A l’instar de Not To Disappear, le tempo de ce nouvel album est assez lent, les quelques sonorités noisy rehaussent toutefois le rythme de l’ensemble.  

 

Accessibilité :

-          Après plusieurs écoutes je n’ai toujours pas saisi la mélodie

-          Plusieurs écoutes sont nécessaires avant d’apprécier la mélodie

-          Mélodie agréable mais sans aspérité

-          Les refrains entrent directement dans ma tête

-          Que des hits taillés pour les stades

La mélancolie ambiante ne gêne en rien la grande fluidité de ces nouvelles mélodies.

 

Audience :

-          Musique que madame me demande de réécouter

-          Peut-être écouté en famille sans déranger madame

-          Madame s’en va quand je l’écoute

-          Tellement bizarre que je fais attention d’être seul pour l’écouter

-          Tellement bruyant que mes voisins ne me parlent plus

Appelée à être entendue par des dizaines, voire des centaines de milliers de joueurs, cette musique aux atours mélancolique n’en demeure pas moins l’apanage des inconditionnels du noisy-rock et de la cold-wave.

 

Qualité audiophile :

-          J’ai l’impression que c’est mon voisin qui écoute l’album

-          Le format MP3 n’altérera pas trop l’écoute

-          S’écoute impérativement en format non compressé (CD ou autre)

Les fréquentes variations d’ambiances et la noirceur de l’ensemble imposent plutôt une écoute dans la décompression.

 

Conclusion :

-          Je l’ai écouté une fois mais c’est une fois de trop

-          Après plusieurs écoutes j’ai du mal à m’y faire

-          Je l’écoute facilement mais sans émotion

-          J’ai beaucoup de plaisir à l’écouter

-          Il tourne en boucle sur ma platine

 

Quel style musical était le plus à même d'accompagner les tribulations de Chloé Price, ado à la dérive héroïne du jeu vidéo Life Is Strange Before The Storm, que la noisy-pop désenchantée des anglais de Daughter ?

Déjà auteurs du magnifique Not To Disappear en 2016, Elena Tonra et ses deux acolytes réalisent tout bonnement un nouveau chef-d'œuvre empli de spleen et de lumière.

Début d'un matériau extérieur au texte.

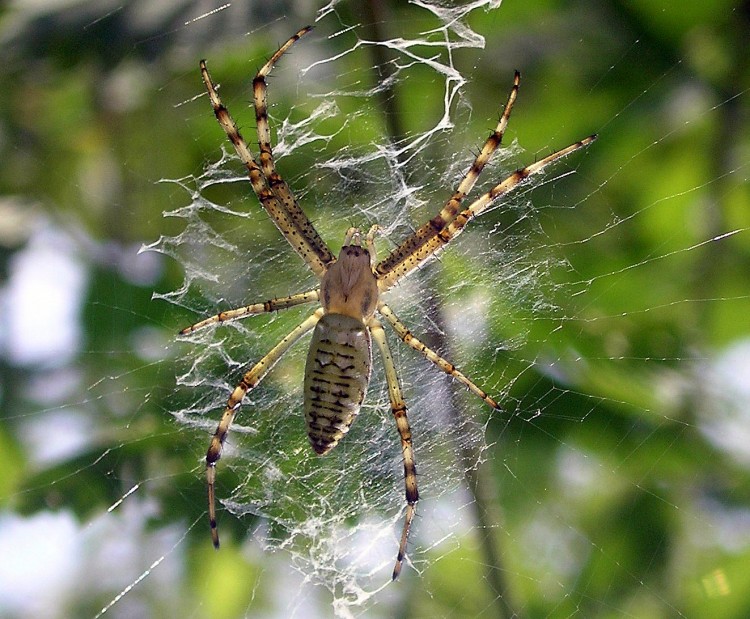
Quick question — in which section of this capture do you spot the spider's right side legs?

Le single Burn It Down, sorti en éclaireur, nous avait déjà convaincu que cette bande originale allait tutoyer les étoiles, mais le résultat va au-delà de nos espérances. Dans une version plus instrumentale, forcément inhérente au genre, que sur un album studio officiel, le combo britannique ne se contente pas de distiller les quelques bribes harmoniques qui accompagnent souvent les scènes d’action dans ce style d'exercice, il propose, au contraire, des morceaux à part entière dignes de sa courte et magnifique discographie. De la dreampop de Glass, d’All I Want et de Departure, en passant par le noisy-folk de Flaws et de Dreams Of Williams ou encore la cold-wave de The Right Way Around, de Witches et d’I Can’t Live Here Anymore, tout ici respire la mélancolie et la désespérance… mais aussi et surtout la splendeur harmonique.

Elena Tonra, maitre à penser du trio londonien, offre un écrin sur mesure au premier épisode de la franchise Life Is Strange. S’il n’entre pas dans la discographie officielle du groupe, cet opus marque malgré tout une étape importante dans la carrière de Daughter et sera à l’avenir un point de référence incontournable.